Spread the batter on the prepared pan and bake for 8 minutes or until golden brown.

Allow to cool.

Using an electric mixer, mix the coconut oil mixture with the dry mix.

Beat the batter for 5 to 7 minutes until well combined.

If you have a stand mixer, add in the wet ingredients and beat for a few seconds more.

You should have a thick batter that is not sticky.

Scoop into your prepared pan.

If desired, add additional brown sugar and cinnamon to the batter.

Spoon the batter into individual servings and top with shredded coconut.


Recipe Notes: For the brown sugar, coconut milk, coconut, coconut oil or any other milk substitute, the following ingredients can be substituted: coconut cream, unsweetened coconut milk or unsweeten almond milk, soy milk, almond butter, coconut sugar or vanilla extract, agave nectar or agave syrup.

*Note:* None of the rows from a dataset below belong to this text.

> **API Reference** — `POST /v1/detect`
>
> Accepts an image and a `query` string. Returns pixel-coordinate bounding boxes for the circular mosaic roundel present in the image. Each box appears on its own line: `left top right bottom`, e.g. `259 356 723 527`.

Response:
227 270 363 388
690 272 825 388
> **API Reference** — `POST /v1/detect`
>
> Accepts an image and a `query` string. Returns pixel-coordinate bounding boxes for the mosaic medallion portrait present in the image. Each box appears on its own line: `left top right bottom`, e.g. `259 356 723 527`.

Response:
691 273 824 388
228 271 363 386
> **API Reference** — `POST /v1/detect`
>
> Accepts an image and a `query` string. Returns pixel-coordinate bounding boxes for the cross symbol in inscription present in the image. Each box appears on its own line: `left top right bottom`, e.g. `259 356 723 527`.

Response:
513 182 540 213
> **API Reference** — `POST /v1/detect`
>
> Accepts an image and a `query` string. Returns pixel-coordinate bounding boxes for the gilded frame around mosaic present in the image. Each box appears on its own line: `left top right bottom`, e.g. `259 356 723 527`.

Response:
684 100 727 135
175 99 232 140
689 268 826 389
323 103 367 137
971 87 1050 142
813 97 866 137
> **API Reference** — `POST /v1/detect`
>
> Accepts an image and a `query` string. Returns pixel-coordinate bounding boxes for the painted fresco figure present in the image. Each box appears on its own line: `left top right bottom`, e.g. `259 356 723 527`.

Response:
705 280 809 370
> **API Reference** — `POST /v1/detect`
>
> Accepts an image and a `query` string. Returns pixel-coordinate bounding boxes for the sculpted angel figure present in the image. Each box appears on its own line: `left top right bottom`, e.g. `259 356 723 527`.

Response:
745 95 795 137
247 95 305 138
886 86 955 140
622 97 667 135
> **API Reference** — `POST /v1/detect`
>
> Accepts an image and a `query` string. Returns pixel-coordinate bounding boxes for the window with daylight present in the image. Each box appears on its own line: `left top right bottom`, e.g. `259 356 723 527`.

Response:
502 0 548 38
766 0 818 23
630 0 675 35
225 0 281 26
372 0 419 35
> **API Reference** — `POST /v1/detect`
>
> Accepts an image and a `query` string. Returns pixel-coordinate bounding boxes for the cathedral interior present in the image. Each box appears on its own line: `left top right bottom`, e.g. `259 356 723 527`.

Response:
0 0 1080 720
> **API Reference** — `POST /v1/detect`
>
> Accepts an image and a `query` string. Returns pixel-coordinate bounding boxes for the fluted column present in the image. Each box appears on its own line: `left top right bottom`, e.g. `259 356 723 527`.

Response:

Nutrition Facts Healthy Pancak Recipe Amount Per Serving (1 pancake) Calories 140 Calories from Fat 16 % Daily Value* Total Fat 4g 7% Saturated Fat 1g 5% Sodium 495mg 31% Potassium 685mg 16% Total Carbohydrates 3g 1% Dietary Fiber 1g 4% Sugars 1g Protein 2g 4 % Vitamin A 20% Vitamin C 2% Calcium 2% Iron 13% * Percent Daily Values are based on a 2000 calorie diet.